Wertungs-Skandal bei Gymnastik-WM
- Ausschluss von vier Kampfrichterinnen

Neuer Wertungsskandal bei den Gymnastinnen. Nach dem Gruppen-Zweikampf bei den 25. Weltmeisterschaften in New Orleans zog der Weltverband FIG am Samstag gleich vier Mal die Rote und zwei Mal die Gelbe Karte.
Das Technische Komitee ahndete damit die skandalösen Noten von Shin-Ja Choi (Südkorea), Efi Pantazidou (Griechenland), Marcie Lourenco (Brasilien) und Larissa Lukjanenko (Russland), die Mitte der 90er Jahre sieben Mal Welt- und Europameisterin geworden war. Ihnen wurde bei der Notengebung Parteilichkeit vorgeworfen. Das Quartett wurde nach dem Zweikampf entlassen. Eine ernste Verwarnung bekamen Zaishen Diao (China) und Damida Welchewa (Bulgarien).

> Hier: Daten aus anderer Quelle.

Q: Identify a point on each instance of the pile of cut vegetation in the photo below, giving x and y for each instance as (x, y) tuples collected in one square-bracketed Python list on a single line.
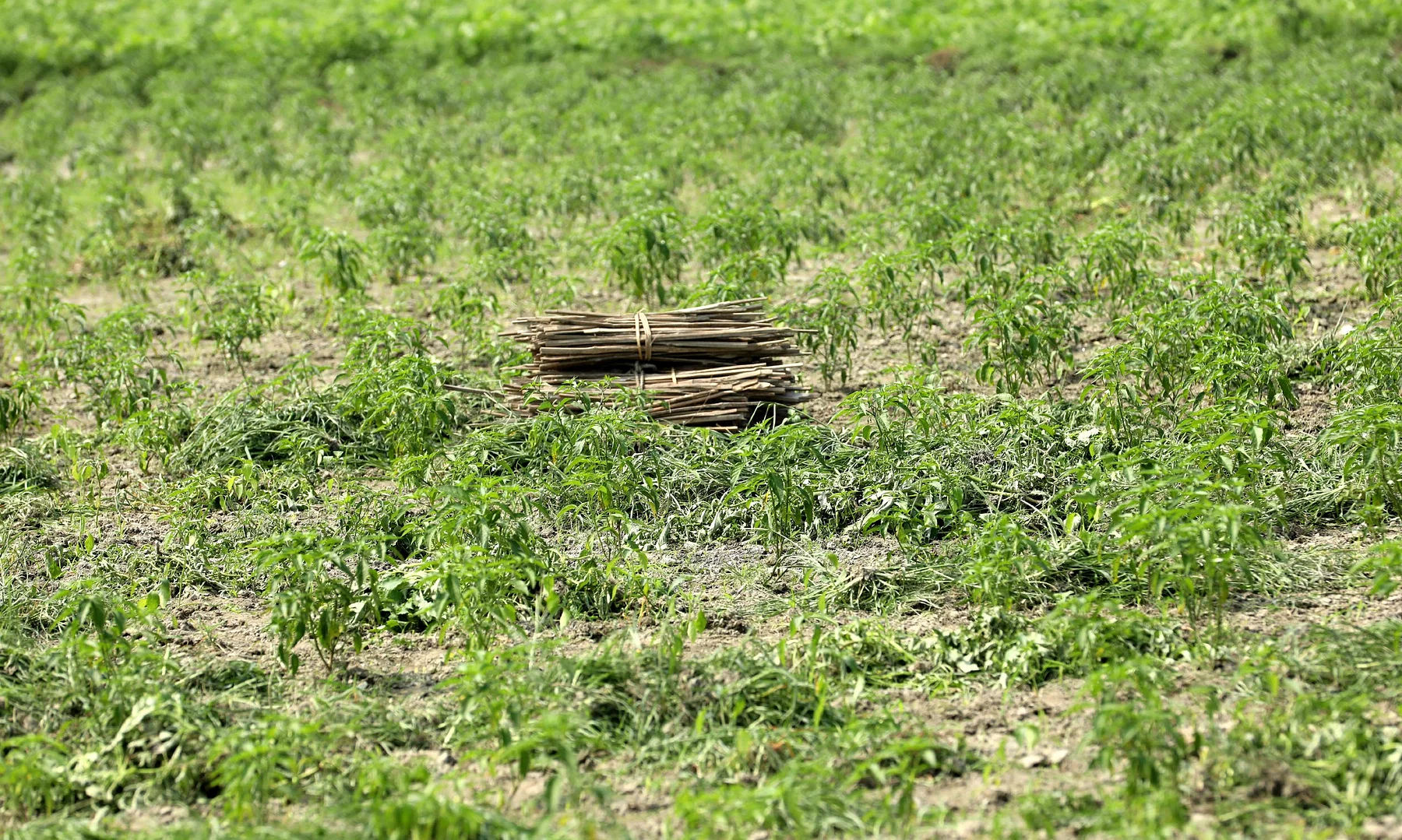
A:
[(720, 367)]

"Rot" hatte es im Juni 2000 erstmals nach den Europameisterschaften in Saragossa gegeben. Europa- und Weltverband entzogen den acht seinerzeit die Akkreditierungen für die Olympischen Spiele in Sydney und sperrten sie für ein Jahr. Insgesamt 26 Kampfrichterinnen waren in Saragossa verwarnt worden. Als Konsequenz wird die FIG bis Olympia 2004 in Athen 40 von ihr inzwischen nominierte Kampfrichterinnen einsetzen und nicht mehr die von den Nationalverbänden benannten.
Am Schlusstag gingen die zwei letzten Titel in der Jazz-Metropole überraschend nicht an den alten und neuen Zweikampf-Weltmeister und Olympiasieger Russland, sondern an Griechenland (Ball/Seil) und an die Ukraine (Bänder).